Many people take entrepreneurship as a path to freedom and higher income. But in retirement, reality often turns out to be more complicated. What looks like a saving in taxes today can turn into a noticeable drop in living standards in decades.
Working “on yourself” has its advantages. the ability to influence your own income. But the other side of the coin often shows itself when it comes to the amount of the pension. Many self-employed people set their contributions over the years in such a way as to save as much as possible, only to discover in old age that they saved mainly on their own pension.
Low contributions, low pension
In the case of self-employed persons, the amount of pension is mainly determined by how much they have contributed during their lifetime . And this is where the biggest problem is.
Many self-employed people only pay the legal minimum. In practice, this means that their assessment base is significantly lower than that of employees. And it is from this that the pension is calculated.
Why the employee sometimes turns out better
At first glance, this may sound illogical. How can a minimum wage person have a higher pension than an entrepreneur?
The reason is simple. The employee does not pay social insurance himself. The employer also pays a significant part for it.

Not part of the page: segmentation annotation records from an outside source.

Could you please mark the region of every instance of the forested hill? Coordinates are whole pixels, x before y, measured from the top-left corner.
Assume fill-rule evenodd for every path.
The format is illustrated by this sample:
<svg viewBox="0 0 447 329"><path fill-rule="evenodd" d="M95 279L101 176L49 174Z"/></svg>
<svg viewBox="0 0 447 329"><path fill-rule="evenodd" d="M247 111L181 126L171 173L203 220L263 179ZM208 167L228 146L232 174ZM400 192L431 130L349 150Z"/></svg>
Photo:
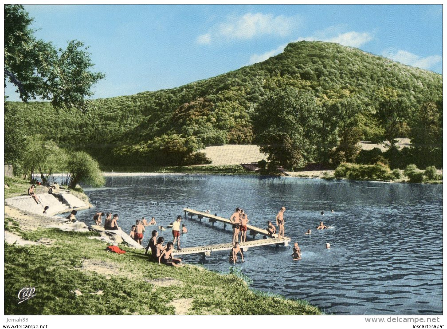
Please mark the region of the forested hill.
<svg viewBox="0 0 447 329"><path fill-rule="evenodd" d="M179 164L198 160L191 153L205 145L253 142L253 116L260 103L291 89L312 95L327 114L334 104L343 108L354 99L355 128L367 140L387 139L386 118L380 112L389 100L404 100L408 109L398 114L397 137L409 135L424 102L440 106L442 116L441 75L338 44L302 41L264 62L213 78L95 100L86 114L48 103L7 102L5 113L19 118L5 120L23 118L26 131L86 150L103 164ZM349 119L348 112L339 110L337 122ZM441 121L442 127L442 116ZM336 143L343 139L341 130L336 123L331 133Z"/></svg>

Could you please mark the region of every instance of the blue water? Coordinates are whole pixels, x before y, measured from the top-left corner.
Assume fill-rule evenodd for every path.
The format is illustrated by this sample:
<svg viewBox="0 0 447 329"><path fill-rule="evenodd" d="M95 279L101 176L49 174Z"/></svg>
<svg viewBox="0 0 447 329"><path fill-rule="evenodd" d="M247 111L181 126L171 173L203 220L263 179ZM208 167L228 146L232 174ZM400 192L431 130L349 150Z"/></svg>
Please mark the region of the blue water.
<svg viewBox="0 0 447 329"><path fill-rule="evenodd" d="M236 266L252 288L304 299L328 313L442 314L442 186L166 175L109 177L105 188L85 191L96 207L79 211L79 219L90 224L97 211L117 213L126 232L143 216L166 227L185 207L228 218L240 207L250 224L265 228L284 206L285 235L299 242L302 259L293 261L290 247L249 249ZM322 220L332 228L315 229ZM222 224L197 217L182 223L189 231L182 247L231 241L231 228ZM304 235L309 228L312 234ZM172 240L169 229L160 235ZM228 272L227 254L213 253L203 265Z"/></svg>

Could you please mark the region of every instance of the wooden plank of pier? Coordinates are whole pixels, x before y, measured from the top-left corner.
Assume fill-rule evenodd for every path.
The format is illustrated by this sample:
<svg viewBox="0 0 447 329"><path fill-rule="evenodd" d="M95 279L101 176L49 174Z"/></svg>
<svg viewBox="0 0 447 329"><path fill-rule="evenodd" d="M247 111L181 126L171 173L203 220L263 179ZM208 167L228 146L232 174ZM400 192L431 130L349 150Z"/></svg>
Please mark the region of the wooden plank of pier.
<svg viewBox="0 0 447 329"><path fill-rule="evenodd" d="M243 250L245 250L249 248L270 245L287 245L289 242L290 242L290 238L288 237L284 237L283 238L273 238L272 239L262 239L248 241L245 242L241 242L239 244L239 246ZM232 248L233 245L231 243L221 244L220 245L203 245L198 247L192 247L189 248L183 248L181 250L173 250L172 253L173 255L176 256L193 253L202 253L204 255L207 254L209 255L211 252L229 250Z"/></svg>
<svg viewBox="0 0 447 329"><path fill-rule="evenodd" d="M209 214L207 212L198 211L197 210L190 209L189 208L184 208L183 211L185 211L185 214L189 213L190 214L202 216L202 217L206 217L207 218L209 218L212 221L221 222L225 224L229 224L230 225L232 225L233 224L233 223L230 221L230 219L227 218L224 218L224 217L219 217L219 216L214 216L211 214ZM267 230L265 230L263 228L257 228L256 226L248 225L247 225L247 228L250 231L250 234L252 235L256 235L256 234L252 234L252 232L255 232L256 234L260 233L266 236L269 235L269 232ZM272 236L272 237L277 238L278 237L278 234L273 234ZM290 240L290 239L289 239L289 240Z"/></svg>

The total contributions are thus higher than for a self-employed person who only pays the minimum.
For example, from the minimum wage, which amounts to 22,400 crowns in 2026, more than 7,000 crowns per month goes to social insurance. That’s an amount that many self-employed people can’t afford with minimal deposits.
What does the pension consist of?
The pension has two parts. The basic amount is the same for everyone, but the second – percentage – depends on the amount of income and contributions during life.
And this is where the differences between people are most apparent. The lower the contributions, the lower the percentage and thus the total pension.
Even years of work may not be enough
Many people think that if they work for 30 or 40 years, they must automatically have a decent pension. However, this does not apply to self-employed persons.
The duration of the insurance is important, but if the contributions are low all the time, the resulting pension corresponds to it. In some cases, the pension thus moves only slightly above the minimum threshold.
The state helps only partially
The system is set up so that no one is left completely without income. There is a so-called minimum pension, which is supposed to ensure a basic standard of living.
But the reality is different. It is usually an amount that covers only the most necessary. In larger cities, it is often not even enough for normal living expenses.
What to take from it
Experience shows one thing, the pension needs to be resolved in time. For the self-employed, relying only on the state usually does not pay off.
There are more options. Some voluntarily increase their social security deposits, others save or invest. But it is important to start on time and not rely on the fact that it will be solved somehow. It won’t solve.
As real-life stories show, the difference between a decision today and reality in retirement can be surprisingly large.